Цири? Нет, тут только он и... Пустота?

— Проснитесь, уже солнце взошло. Вчера вы пропустили ужин. Геральт попросил вас разбудить. — "Сон? Всего лишь сон? Ну да, конечно, что это может быть ещё, если не сон. В этой вселенной ведьмак принадлежит чародейке с фиалковыми глазами. Он не побежит за Лютиком, не собьёт дыхание, не..."

Рука машинально коснулась губ. Цири с интересом наблюдала за действиями барда, даже перестала что-то объяснять. Из его глаз пропала дымка. Он заметил, что едва уловимо касался пальцами своих губ, посмотрел на руку. Глаза слегка округлились, потом прищурились. Руку он стремительно убрал, посмотрел на Цири. Та слегка ехидно спросила, что же снилось Лютику, бард перевёл тему.

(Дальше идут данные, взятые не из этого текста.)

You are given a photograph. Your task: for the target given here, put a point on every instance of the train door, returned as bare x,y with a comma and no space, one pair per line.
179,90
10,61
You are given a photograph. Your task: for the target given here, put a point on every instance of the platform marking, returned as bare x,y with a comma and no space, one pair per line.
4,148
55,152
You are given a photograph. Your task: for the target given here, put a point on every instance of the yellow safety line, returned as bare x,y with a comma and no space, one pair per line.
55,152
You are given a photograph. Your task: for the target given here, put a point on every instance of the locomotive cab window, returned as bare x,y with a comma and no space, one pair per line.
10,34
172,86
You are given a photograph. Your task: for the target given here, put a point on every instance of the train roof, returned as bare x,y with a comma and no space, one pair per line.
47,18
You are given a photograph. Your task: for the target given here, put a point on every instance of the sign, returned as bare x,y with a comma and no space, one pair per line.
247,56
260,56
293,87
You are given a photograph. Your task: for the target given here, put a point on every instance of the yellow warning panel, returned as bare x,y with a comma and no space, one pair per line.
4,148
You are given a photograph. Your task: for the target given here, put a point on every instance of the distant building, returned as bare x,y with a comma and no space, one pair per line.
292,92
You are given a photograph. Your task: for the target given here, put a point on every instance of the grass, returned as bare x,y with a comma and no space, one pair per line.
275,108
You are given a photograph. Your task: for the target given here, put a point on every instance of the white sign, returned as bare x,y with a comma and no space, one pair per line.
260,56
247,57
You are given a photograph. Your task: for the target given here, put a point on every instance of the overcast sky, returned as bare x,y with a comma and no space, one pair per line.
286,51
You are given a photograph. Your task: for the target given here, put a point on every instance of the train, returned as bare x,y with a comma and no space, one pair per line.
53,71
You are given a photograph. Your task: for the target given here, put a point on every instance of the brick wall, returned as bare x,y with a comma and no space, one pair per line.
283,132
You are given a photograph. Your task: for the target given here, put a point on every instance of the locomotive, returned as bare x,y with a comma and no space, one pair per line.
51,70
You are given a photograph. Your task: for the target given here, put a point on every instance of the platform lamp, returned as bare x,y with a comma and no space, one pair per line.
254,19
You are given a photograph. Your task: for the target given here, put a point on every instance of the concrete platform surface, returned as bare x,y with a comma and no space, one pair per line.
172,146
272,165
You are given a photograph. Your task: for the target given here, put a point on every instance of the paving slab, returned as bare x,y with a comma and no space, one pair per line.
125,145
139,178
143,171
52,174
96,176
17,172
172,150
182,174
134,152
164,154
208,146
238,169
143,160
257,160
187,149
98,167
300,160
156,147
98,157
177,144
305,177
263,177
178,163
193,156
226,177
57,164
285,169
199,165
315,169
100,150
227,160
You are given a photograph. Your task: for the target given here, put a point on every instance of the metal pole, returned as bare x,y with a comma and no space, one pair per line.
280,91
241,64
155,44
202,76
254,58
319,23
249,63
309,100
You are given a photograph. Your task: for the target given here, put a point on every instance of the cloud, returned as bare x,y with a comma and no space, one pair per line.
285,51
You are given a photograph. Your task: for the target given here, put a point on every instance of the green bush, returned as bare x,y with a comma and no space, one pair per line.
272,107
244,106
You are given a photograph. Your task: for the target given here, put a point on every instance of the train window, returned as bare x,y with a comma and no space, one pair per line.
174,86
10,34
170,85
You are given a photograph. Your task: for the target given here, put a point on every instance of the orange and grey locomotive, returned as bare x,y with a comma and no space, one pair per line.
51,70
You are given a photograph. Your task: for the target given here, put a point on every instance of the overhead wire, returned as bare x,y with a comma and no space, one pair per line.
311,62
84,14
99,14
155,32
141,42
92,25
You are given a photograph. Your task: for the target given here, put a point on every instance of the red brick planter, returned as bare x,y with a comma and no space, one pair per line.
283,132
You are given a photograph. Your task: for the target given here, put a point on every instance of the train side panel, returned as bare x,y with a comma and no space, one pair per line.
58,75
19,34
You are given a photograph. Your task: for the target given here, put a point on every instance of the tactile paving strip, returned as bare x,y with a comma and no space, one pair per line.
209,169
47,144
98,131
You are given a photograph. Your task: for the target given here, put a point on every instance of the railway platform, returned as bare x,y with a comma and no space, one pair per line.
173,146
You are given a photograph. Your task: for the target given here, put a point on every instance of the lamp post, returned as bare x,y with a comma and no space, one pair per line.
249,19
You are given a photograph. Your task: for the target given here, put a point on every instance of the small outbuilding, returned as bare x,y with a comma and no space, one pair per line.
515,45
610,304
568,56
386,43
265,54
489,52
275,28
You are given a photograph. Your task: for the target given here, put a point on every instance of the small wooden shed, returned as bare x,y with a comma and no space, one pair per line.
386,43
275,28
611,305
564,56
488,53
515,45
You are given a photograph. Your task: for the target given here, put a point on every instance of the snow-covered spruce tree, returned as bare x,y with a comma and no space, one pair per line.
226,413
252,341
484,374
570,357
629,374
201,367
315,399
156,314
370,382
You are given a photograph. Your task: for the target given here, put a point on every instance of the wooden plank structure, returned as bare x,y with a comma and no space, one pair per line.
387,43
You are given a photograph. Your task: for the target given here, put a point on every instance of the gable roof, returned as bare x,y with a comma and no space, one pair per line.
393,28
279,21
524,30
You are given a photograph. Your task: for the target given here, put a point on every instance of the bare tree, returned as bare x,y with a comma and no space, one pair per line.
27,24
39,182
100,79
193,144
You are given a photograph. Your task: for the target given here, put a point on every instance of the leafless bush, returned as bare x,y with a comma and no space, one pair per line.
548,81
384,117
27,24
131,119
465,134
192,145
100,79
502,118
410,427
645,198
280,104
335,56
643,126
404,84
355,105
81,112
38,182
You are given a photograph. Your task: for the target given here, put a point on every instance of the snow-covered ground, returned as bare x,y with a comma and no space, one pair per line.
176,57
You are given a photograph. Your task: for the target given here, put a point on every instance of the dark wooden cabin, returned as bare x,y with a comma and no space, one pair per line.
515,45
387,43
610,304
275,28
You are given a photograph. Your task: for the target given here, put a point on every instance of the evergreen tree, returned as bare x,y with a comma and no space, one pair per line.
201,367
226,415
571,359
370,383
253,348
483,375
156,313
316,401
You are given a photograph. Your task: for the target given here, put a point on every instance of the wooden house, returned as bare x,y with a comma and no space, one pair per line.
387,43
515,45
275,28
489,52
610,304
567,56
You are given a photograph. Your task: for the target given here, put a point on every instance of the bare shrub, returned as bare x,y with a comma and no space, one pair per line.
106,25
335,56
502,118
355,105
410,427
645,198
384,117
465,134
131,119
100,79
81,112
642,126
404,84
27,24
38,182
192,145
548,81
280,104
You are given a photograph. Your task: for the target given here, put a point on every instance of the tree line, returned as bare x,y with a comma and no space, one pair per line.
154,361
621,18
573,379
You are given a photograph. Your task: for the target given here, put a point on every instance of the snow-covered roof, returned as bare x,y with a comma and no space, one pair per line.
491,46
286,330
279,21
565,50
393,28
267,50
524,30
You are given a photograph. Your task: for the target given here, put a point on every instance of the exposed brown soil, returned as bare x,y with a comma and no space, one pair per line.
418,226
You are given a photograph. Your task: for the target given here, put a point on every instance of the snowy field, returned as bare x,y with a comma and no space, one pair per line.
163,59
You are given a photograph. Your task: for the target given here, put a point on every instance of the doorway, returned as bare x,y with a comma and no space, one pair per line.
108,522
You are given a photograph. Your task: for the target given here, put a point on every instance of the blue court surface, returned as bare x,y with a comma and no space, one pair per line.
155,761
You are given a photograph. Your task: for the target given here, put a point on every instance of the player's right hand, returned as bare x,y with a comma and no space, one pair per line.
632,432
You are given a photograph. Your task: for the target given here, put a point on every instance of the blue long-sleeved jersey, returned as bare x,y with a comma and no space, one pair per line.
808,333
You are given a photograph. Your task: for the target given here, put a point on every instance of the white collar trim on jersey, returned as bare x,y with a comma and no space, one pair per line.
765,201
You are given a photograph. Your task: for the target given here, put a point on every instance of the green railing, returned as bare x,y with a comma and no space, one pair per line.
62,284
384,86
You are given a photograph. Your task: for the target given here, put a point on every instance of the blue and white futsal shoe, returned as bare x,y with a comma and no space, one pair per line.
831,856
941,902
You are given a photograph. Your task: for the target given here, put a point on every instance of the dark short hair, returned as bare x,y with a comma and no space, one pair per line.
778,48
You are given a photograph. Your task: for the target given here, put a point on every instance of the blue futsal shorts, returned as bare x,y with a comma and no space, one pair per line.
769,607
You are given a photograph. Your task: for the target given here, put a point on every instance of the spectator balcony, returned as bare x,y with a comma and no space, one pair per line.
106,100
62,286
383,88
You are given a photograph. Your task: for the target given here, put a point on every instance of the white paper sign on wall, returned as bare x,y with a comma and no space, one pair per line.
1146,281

— Вы были очень странными вчера. Когда вы ушли, Геральт пошёл за вами, но быстро вернулся. Сказал всем, что вы устали, что вам нужен отдых. Сказал, что вы упали, не дойдя до комнаты пару шагов. Геральт за вас ужасненько испугался. И я испугалась.

— Я...что сделал?

— Потеряли сознание. Но Геральт сильный, он вас до кровати донёс. А потом сидел всю ночь рядом, сказал, это на всякий случай. Вдруг вам хуже станет. Меня он спать отправил... — Слегка надувшись закончила княжна.

— А сейчас... сейчас он где?

— Был на кухне. Остальные ушли тренироваться, а Геральт попросил вас разбудить. Вас я разбудила, теперь тоже побегу тренироваться. Ужасненько хочу выучить новый приём. — Цири легко развернулась на носках и выбежала из комнаты. Потом вернулась, пожелала барду побыстрее поправляться, и так-же стремительно убежала на улицу.

Лютик пребывал в прострации. Поначалу даже сел на кровати, собирался встать, но в итоге рухнул обратно, закрыв лицо руками. Из глаз выступили слёзы. Они предательски скатывались по лицу на подушку. Послышались неспешные шаги. Бард утёр лицо рукавом, вновь сел. Шаги затихли у двери, почувствовался запах овсяной каши. Дверь открылась.

— Геральт?

— На, поешь. — Ведьмак поставил миску на кровать, и уже собирался уходить, но остановился. — Больше не пугай меня так.

Он развернулся, подошёл обратно к кровати и крепко обнял ничего не понимающего барда. Предательские слёзы. Тело содрогнулось, а Геральт сильнее сжал его. Лютик, сам того не сознавая, обнял в ответ. Пальцы сжали ткань, эмоции сами вырвались наружу. Бард впервые плакал при ком-то. Обычно он заглушал чувства алкоголем, женщинами, или на худой конец там, где точно никто не услышит и не увидит, выпускал их наружу. Но сейчас... Сейчас его обнимал человек, который ему не безразличен. Одно присутствие которого заставляло сердце выплясывать чечётку. При котором невозможно притворяться, но иначе быть не может, ведь они оба мужчины, ведь у Геральта есть Йен. А Лютик — Лютик просто друг.